Why is technology in there anyway? As far as I can tell the only aspects of technology that belong in that grouping fall under one of the other three.

It's a public relations acronym for educational recruitment purposes. Otherwise STEM is a virtually meaningless grouping. I'm always amused by how easily people follow the STEM meme like it's their dogma

I would say that math -> science -> engineering is a valid grouping that serves as a tool for getting things done as effectively as possible, even if the term itself is mainly for marketing.

Quantum computing soft/hardware development
Photonic computers
Wireless tech (charging, internet, globally)
Medical device miniaturization
Automation
Food growing
Water purification
Green energy
Non-kinetic weapons

At the end of that chain is technology, brainlet

Not really. Technology is an output of engineering but doesn't seem to represent a field of study in its own right.

Thank you, very informative.

The real answer is obviously LISP.

So, an explosion in the bio sector? Not too surprising, maybe we will go cyberpunk.

Really sick of Veeky Forums pedants, you can't predict:
>What fields are currently pre-eminent
What are you incapable of reading, or something?

Ok yes, but your chain represents the workflow of every device in our civilization.

That's a major field already.

That's true.

This. Stats and informatics is your friend in the near future at least.

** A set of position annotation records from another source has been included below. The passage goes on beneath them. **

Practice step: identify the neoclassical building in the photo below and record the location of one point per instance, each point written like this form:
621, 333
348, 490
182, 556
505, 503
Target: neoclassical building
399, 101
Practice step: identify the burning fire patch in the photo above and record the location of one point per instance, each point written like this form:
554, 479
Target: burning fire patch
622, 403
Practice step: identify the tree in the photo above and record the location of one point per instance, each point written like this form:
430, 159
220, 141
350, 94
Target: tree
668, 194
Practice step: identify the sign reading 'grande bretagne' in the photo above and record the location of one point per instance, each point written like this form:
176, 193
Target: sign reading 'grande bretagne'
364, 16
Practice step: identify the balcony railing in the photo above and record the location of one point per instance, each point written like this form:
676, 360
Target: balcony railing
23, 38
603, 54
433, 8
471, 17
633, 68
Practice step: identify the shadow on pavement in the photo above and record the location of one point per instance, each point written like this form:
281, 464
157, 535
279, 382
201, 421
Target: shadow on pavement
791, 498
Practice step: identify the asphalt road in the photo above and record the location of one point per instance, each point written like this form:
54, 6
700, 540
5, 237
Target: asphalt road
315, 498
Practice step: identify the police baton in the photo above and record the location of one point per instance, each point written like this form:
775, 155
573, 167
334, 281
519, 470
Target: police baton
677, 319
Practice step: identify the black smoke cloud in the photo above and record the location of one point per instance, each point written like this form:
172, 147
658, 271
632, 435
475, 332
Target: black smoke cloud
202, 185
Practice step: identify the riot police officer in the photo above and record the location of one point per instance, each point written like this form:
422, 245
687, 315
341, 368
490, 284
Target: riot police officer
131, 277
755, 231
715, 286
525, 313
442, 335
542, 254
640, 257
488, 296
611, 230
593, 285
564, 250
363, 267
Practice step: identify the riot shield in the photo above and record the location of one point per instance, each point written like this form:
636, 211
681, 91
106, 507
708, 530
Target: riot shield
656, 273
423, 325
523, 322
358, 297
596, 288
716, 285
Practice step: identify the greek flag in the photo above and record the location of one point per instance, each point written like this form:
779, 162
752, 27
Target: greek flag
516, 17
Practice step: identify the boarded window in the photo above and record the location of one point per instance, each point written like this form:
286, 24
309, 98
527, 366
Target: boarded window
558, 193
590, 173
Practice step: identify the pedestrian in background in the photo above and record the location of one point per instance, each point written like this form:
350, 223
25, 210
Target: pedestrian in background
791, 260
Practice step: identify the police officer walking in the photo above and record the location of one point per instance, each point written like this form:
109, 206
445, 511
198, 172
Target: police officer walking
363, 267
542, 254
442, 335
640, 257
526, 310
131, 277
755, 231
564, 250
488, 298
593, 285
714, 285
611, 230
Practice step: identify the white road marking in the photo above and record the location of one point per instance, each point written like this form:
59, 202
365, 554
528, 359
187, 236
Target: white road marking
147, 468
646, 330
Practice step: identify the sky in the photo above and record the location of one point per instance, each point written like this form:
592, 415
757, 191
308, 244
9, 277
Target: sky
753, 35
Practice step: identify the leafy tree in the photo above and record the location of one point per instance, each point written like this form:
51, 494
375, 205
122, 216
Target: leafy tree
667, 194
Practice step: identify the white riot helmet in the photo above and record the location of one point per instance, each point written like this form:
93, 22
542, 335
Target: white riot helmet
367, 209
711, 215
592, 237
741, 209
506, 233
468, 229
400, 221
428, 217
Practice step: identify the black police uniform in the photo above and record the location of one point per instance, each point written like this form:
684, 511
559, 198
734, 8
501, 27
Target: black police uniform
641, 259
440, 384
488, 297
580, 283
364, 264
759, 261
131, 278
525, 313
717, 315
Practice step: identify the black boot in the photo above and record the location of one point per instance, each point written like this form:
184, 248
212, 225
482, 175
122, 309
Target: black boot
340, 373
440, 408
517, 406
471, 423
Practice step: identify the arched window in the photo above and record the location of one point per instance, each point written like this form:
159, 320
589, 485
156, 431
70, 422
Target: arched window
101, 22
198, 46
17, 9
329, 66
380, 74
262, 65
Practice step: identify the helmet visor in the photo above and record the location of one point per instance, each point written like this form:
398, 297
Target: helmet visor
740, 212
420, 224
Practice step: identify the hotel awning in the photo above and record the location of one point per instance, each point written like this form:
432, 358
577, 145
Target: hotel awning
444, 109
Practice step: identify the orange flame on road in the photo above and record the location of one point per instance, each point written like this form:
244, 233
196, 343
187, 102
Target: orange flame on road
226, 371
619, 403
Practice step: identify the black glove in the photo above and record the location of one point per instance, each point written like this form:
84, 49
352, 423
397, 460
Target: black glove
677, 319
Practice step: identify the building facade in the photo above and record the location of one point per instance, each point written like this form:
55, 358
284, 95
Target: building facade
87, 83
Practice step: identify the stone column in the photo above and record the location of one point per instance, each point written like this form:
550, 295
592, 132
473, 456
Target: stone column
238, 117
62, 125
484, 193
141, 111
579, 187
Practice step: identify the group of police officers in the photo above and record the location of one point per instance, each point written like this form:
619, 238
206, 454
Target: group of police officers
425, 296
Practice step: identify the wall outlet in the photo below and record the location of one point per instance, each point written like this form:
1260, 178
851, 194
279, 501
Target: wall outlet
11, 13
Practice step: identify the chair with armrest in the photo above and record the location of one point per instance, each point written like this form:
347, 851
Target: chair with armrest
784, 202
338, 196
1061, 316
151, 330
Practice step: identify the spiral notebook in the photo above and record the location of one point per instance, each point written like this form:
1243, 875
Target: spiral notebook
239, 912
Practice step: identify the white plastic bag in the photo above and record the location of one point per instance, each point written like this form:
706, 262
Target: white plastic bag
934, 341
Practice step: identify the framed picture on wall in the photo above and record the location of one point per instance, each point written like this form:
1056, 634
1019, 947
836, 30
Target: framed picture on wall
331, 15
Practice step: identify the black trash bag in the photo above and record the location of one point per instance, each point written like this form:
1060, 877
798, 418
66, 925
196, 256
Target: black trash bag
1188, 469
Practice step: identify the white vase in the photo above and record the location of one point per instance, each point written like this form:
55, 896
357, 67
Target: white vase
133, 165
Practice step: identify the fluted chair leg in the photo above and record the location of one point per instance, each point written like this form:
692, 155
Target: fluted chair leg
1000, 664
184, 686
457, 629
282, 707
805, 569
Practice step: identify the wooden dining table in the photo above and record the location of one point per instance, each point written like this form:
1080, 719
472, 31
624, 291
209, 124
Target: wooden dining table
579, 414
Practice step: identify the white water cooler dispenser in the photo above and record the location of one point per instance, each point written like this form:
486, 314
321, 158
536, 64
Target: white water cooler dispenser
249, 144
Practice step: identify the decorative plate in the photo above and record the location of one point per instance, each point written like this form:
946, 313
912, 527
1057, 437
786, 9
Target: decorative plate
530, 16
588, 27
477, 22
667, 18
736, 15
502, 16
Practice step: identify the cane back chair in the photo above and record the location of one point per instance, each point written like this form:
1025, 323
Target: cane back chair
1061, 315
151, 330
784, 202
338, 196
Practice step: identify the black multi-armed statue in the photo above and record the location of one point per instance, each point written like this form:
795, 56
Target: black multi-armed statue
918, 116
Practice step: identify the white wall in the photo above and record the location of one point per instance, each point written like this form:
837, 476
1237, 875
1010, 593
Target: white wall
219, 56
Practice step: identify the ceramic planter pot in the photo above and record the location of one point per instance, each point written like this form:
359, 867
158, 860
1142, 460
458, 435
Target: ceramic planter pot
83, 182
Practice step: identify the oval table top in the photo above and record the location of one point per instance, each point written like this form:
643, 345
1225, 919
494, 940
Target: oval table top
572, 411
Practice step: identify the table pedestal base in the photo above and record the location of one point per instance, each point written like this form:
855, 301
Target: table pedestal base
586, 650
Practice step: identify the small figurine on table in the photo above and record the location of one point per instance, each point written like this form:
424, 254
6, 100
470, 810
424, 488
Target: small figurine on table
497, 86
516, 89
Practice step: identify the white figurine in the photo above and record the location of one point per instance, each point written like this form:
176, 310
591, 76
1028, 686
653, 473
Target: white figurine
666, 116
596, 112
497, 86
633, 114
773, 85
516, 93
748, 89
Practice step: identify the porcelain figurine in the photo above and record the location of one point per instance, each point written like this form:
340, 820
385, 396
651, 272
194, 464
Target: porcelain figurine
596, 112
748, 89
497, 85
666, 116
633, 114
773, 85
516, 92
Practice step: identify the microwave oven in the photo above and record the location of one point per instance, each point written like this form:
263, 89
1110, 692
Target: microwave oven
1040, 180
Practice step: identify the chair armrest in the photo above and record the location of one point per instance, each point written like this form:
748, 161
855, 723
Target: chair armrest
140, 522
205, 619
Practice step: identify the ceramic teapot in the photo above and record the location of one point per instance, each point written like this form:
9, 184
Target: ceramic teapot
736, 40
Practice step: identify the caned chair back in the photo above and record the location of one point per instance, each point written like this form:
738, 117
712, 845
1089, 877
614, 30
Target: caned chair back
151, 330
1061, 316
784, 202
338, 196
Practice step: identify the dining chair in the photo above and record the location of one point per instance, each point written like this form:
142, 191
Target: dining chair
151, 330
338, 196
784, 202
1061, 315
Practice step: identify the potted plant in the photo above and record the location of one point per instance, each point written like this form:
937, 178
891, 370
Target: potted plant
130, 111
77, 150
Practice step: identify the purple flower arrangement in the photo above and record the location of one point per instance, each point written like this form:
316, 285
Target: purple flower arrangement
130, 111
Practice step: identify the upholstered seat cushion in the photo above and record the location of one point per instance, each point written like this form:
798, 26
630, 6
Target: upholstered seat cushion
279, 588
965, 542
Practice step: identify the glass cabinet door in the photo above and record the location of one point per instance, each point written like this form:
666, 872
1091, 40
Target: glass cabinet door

Then who's the king? By corollary, the jack?

Agreed,

I didn't know this was /b/?

>python purism
My man.

C is King, followed by C++ the Crown Prince.

The only fields left in 2050 will be Machine Learning and maybe the arts (including Math).

C++ if you want to actually create new ML code.

Python if you just want to run Caffe2 on some data set you have.

Aerospacefag, people are going absolutely fucking bonkers over data-driven methods. It has applications in literally any sort of mechanics framework, as well as statistics, finance, you name anything that has trends or discoverable governing equations and data-driven methods have an application. It's obviously being driven by the explosive investments into computing power that governments are making, and this is only going to continue to grow. Machine learning is a small (but important) portion of this field, but ROMs and inverse problems are on the rise right now.